Парламанта сказала, что апостол Павел не забыл пороков, свойственных итальянцам, говоря о людях, которые считают себя превыше всех остальных в том, что касается чести, благоразумия и ума, и которые так утверждаются в этом мнении, что не воздают Господу всего, что должны ему воздавать. И поэтому Всемогущий, оскорбленный этой дерзостью людей, возомнивших себя умнее всех, делает их еще более неразумными, чем дикие звери, и своими поступками, противными человеческой природе, они только лишний раз доказывают свое безрассудство.
Лонгарина прервала ее речь, чтобы сказать, что это и есть третий грех, которому подвержены эти люди.

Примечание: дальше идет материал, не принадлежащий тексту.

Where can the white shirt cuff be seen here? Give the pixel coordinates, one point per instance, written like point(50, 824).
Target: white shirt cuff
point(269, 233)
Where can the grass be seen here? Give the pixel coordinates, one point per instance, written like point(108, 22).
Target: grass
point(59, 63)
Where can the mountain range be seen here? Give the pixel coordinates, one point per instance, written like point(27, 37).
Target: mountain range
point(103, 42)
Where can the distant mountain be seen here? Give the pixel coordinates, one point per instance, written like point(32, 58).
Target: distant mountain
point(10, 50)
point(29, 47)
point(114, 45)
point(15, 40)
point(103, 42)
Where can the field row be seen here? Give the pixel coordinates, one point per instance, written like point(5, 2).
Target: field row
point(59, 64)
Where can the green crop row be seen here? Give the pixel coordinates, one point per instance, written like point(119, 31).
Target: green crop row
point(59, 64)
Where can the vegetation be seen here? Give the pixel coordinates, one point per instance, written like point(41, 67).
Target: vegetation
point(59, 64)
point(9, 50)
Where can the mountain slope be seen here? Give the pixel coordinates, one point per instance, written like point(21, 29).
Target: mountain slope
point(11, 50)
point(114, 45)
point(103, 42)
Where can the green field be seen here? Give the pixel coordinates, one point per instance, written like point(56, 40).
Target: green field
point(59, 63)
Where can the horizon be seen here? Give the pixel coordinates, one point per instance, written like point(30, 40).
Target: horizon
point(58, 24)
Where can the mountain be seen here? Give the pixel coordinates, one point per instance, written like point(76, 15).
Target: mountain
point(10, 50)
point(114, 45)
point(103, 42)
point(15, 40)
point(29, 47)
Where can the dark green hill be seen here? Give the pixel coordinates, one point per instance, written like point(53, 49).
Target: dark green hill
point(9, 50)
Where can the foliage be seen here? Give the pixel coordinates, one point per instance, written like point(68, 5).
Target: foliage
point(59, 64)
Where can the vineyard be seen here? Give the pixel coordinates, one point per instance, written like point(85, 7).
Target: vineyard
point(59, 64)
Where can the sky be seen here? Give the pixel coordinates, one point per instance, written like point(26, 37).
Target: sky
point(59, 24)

– Поверьте, мне было очень приятно слушать все, что вы говорили, – сказала Номерфида, – ибо если те, которые почитаются самыми умными и красноречивыми, бывают наказаны и становятся глупее, чем скоты, приходится сделать вывод, что в людях смиренных, скромных и заурядных, к каким себя отношу и я, пребывает поистине ангельская мудрость.
– Уверяю вас, что я держусь такого же мнения, – сказала Уазиль, – ибо самым невежественным оказывается тот, кто считает, что знает все.
– Я никогда не видел, – сказал Жебюрон, – ни одного насмешника, над которым бы потом не посмеялись, ни одного обманщика, которого бы не обманули, ни одного гордеца, который бы не был впоследствии унижен.
– Вы мне напомнили, – сказал Симонто, – об истории одного обмана, – и, если бы она была более пристойной, я бы охотно вам ее рассказал.
– Раз уж мы собрались здесь, чтобы говорить правду, – воскликнула Уазиль, – то, какова бы ни была эта история, я передаю слово вам, чтобы вы нам ее рассказали.
– Извольте, я готов это сделать, – сказал Симонто.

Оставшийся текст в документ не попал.